Y le enseñó a su amigo un pedazo de papel que extrajo del bolsillo, con cinco figuras escritas pulcramente.
Virgilio las contempló igual que si fueran un galimatías sin sentido.
–¿Y eso qué es? –se atrevió a preguntar.
–¡Eso es lo que digo yo! –lamentó su amigo–. Hay que averiguar cuál es la figura que sigue, la siguiente en ese orden lógico. Bueno, «lógico» según el Servando, claro, porque a mí me parece una memez. ¡Peor que esos jeroglíficos egipcios del museo que fuimos a ver el mes pasado! ¡Yo qué sé cuál puede ser la figura siguiente! ¡Llevo un buen rato mirándolo y cuanto más lo miro, más absurdo me parece!
–¿Y te ha dicho que nadie...?
–¿Qué te parece? ¡He tenido que aguantar su sonrisita diciéndome que es tan sencillo que el hecho de que nadie lo haya resuelto demuestra lo mal que está la raza humana! Según él, hemos dejado de pensar.
Don Servando era mucho don Servando.
A su lado, la señorita Esperanza era el ángel de la guarda.
–No sé qué decirte –se solidarizó Virgilio con su compañero–. Parece muy complicado, desde luego. Y seguro que al fin y al cabo tendrá truco, una chorradita.
–Ya, eso es lo que más me duele. ¡Mañana tendré que aguantar sus chanzas sobre lo de mi cerebro, y encima... el cate de turno! ¡Parece mentira que mi abuelo aún me diga que «esta es la mejor etapa de la vida» y que «ojalá pudiera volver a la niñez»! ¡Sí, hombre, venga ya!

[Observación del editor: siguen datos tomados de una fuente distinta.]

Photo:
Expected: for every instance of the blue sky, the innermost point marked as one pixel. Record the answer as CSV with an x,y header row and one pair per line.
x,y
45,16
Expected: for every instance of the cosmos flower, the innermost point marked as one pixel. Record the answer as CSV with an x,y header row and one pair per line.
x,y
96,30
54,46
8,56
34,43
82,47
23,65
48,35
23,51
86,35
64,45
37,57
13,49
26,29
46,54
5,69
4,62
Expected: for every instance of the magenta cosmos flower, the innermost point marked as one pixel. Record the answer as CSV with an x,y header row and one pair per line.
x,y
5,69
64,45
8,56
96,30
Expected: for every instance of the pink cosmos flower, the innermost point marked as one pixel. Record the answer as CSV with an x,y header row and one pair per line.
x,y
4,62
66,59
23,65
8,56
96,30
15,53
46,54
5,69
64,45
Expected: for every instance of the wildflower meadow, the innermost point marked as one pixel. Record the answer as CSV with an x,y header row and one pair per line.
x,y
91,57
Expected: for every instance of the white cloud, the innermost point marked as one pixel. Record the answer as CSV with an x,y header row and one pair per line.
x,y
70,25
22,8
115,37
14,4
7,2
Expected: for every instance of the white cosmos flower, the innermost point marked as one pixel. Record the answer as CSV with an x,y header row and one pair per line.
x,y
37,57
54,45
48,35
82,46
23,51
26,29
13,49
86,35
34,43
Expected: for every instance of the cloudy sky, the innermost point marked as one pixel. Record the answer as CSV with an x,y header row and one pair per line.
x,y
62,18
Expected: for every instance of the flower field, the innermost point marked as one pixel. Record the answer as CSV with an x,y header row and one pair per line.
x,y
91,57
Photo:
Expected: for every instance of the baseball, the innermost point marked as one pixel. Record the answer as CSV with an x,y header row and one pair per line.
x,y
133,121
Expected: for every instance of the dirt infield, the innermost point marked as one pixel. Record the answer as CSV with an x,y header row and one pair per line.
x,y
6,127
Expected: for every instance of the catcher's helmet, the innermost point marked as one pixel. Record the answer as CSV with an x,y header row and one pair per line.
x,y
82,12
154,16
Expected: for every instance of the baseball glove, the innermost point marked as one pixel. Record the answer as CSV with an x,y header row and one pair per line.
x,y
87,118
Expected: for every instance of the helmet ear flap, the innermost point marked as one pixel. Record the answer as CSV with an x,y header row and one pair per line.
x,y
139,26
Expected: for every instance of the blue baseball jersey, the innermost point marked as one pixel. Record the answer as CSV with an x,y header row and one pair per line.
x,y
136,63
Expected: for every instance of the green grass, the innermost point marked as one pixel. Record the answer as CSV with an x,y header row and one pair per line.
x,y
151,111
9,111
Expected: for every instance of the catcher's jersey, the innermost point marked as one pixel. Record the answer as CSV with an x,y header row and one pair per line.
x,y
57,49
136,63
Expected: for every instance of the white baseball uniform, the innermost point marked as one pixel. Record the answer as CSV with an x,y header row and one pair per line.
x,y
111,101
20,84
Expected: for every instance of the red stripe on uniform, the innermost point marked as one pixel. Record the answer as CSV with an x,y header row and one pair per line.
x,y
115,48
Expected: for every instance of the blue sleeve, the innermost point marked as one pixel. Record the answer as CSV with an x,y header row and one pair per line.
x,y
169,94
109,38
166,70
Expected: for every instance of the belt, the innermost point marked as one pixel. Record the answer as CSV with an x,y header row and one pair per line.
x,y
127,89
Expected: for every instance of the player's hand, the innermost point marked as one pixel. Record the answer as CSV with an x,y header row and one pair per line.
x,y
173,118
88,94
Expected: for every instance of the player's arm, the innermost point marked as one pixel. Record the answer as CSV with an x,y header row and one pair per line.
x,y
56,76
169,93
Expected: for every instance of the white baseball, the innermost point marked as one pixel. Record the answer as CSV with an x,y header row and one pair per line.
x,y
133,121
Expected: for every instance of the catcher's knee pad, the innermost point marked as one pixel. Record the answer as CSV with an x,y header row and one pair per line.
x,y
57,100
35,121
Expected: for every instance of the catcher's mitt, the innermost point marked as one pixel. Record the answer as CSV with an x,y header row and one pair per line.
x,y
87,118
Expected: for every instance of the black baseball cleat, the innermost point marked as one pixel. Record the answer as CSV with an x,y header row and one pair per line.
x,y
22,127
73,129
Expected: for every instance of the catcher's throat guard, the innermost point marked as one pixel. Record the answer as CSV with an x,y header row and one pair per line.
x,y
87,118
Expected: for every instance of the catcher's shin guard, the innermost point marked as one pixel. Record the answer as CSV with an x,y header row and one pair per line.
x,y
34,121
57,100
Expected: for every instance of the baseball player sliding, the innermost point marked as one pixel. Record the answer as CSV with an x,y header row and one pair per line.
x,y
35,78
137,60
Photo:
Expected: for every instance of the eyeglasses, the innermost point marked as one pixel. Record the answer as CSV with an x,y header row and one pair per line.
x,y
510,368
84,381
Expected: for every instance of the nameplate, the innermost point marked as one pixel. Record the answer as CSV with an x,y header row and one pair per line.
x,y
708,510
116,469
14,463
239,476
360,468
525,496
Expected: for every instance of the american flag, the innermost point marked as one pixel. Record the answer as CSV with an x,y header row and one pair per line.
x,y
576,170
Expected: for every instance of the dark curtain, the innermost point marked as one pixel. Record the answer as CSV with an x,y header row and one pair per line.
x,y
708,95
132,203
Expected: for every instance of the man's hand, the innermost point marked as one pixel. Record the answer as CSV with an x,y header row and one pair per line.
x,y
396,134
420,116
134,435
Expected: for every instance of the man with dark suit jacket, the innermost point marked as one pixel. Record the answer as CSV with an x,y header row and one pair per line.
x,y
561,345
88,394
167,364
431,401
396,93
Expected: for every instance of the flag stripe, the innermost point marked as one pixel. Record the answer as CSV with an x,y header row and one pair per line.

Virgilio estaba boquiabierto.
Pero lleno de entusiasmo, feliz, sin preocuparse de lo extraordinario del caso, porque para eso la vida estaba llena de casualidades y sorpresas, cruzó la calle a la carrera dispuesto a aprovechar aquellos quince minutos de que disponía antes de llegar a casa.